Average droplet number count as a function of droplet size produced by coughing.¹⁷

Size of the droplet (μm)	Count
2–4	4
4–8	55
8–16	20.4
16–24	6.7
24–32	2.5
32–40	2.4
40–50	2
50–75	2
75–100	1.4
100–125	1.7
125–150	1.6
150–200	4.4
200–250	2.5
250–500	2.1
500–1000	1.4
1000–2000	0

Finally, we compare our model predictions with the data available in the literature. Based on a dimensional analysis, researchers^10,11 had predicted a cubic dependence of final volume on the distance traveled, which is in agreement with Eq. (10) presented here. The present analysis utilizes experimental data as the input and is expected to be more accurate; such a detailed analysis of the cough-cloud is currently unavailable. An understanding of the evolution of cloud volume helps understand various other relevant parameters, such as temperature and RH calculated in the present work.
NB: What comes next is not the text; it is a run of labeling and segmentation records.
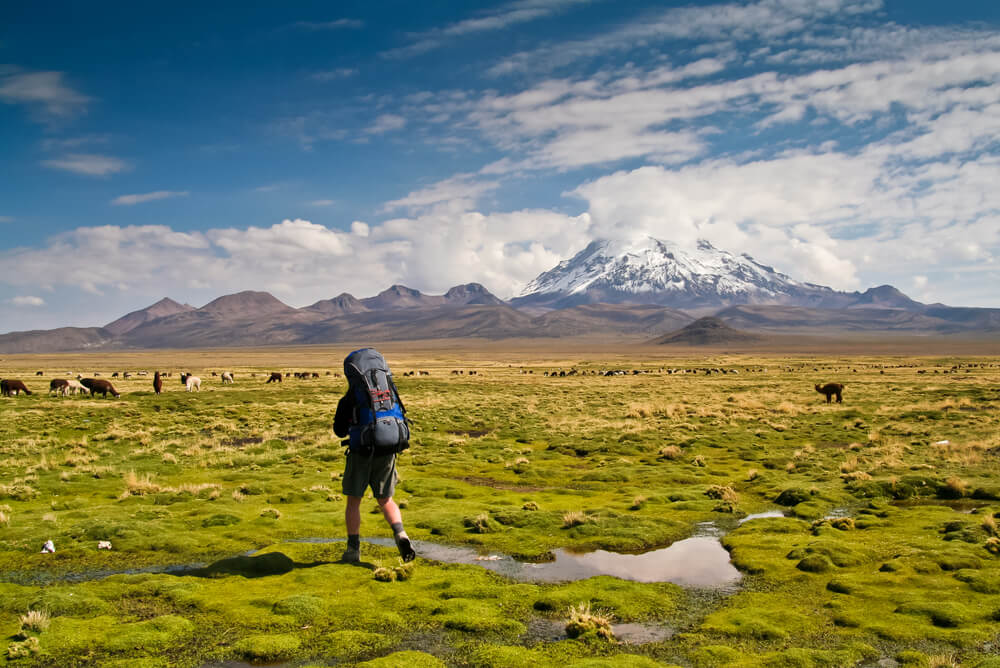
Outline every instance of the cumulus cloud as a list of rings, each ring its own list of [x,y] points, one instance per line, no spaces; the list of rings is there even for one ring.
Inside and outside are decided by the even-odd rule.
[[[45,300],[41,297],[34,297],[32,295],[18,295],[17,297],[12,297],[10,303],[14,306],[45,306]]]
[[[43,160],[42,164],[52,169],[62,169],[83,176],[108,176],[130,169],[124,160],[94,153],[70,153],[60,158]]]
[[[324,70],[313,72],[309,78],[313,81],[336,81],[337,79],[348,79],[357,76],[358,70],[353,67],[338,67],[334,70]]]
[[[111,200],[114,206],[132,206],[143,202],[153,202],[158,199],[169,199],[171,197],[187,197],[190,193],[187,190],[157,190],[156,192],[143,193],[141,195],[119,195]]]
[[[333,21],[296,21],[293,28],[311,32],[323,30],[358,30],[365,27],[365,22],[359,19],[336,19]]]
[[[489,69],[493,76],[553,70],[600,55],[647,48],[670,40],[704,40],[718,49],[732,41],[773,41],[824,20],[853,17],[881,8],[881,0],[758,0],[674,7],[650,12],[596,36],[516,53]]]
[[[477,179],[471,174],[456,174],[420,190],[414,190],[406,197],[386,202],[384,211],[407,209],[423,210],[434,205],[446,204],[451,210],[467,211],[485,193],[498,188],[498,181]]]
[[[480,16],[450,23],[410,37],[412,44],[382,52],[383,58],[403,59],[417,56],[445,46],[450,40],[477,33],[504,30],[510,26],[527,23],[562,13],[574,5],[582,5],[594,0],[516,0],[496,9],[483,12]]]
[[[397,114],[381,114],[365,130],[368,134],[381,135],[393,130],[401,130],[406,127],[406,119]]]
As a further indirect validation of our result, we comment that Yin et al.³¹ who studied ventilation rates of 0.057 m³/s and 0.085 m³/s in a single inpatient room found that the above ventilation rates are sufficient with a person coughing in the room. With these ventilation rates, the present calculations suggest that the volume of the air equal to that of the cough-cloud can be removed in about 3 s in the worst case scenario.

In closure, the present study elucidates the mechanism of entertainment of surrounding air in the cough-cloud ejected by a human by using a mathematical model. The model utilizes available measurements of the cough-cloud. The evolving volume of the cloud is found to be independent of its initial velocity and shows a cubic dependence on the distance traveled by it. Our analysis suggests that the first 5 s–8 s after the commencement of the cough event are crucial for suspending the exhaled droplets in air and the infected air volume is around 23 times more than that ejected by coughing. The presence of a mask drastically reduces this volume and, consequently, significantly cuts down the risk of the infection to the other persons present in the room. Similarly, actions which drastically cut the distance traveled by the cloud, such as coughing into the elbow and the use of a handkerchief, can reduce the volume of a cough cloud and, therefore, the chances of dispersion of the virus. We briefly discuss the changes in temperature and relative humidity of the cloud, which could help in modeling the droplet distribution in the cloud.

While the model presented here is based on measurements of coughing, similar estimations can be made for the events of sneezing. The model can also be further extended for coughing or sneezing by several persons together or at different instances, interacting together in a same room. Similarly, the model can be extended to ambient airflow along or opposite to the direction of coughing. The key to the analysis in all the above cases would be knowing the decay rate of velocity with distance from the origin.

DATA AVAILABILITY

The data that support the findings of this study are available from the corresponding author(s) upon reasonable request.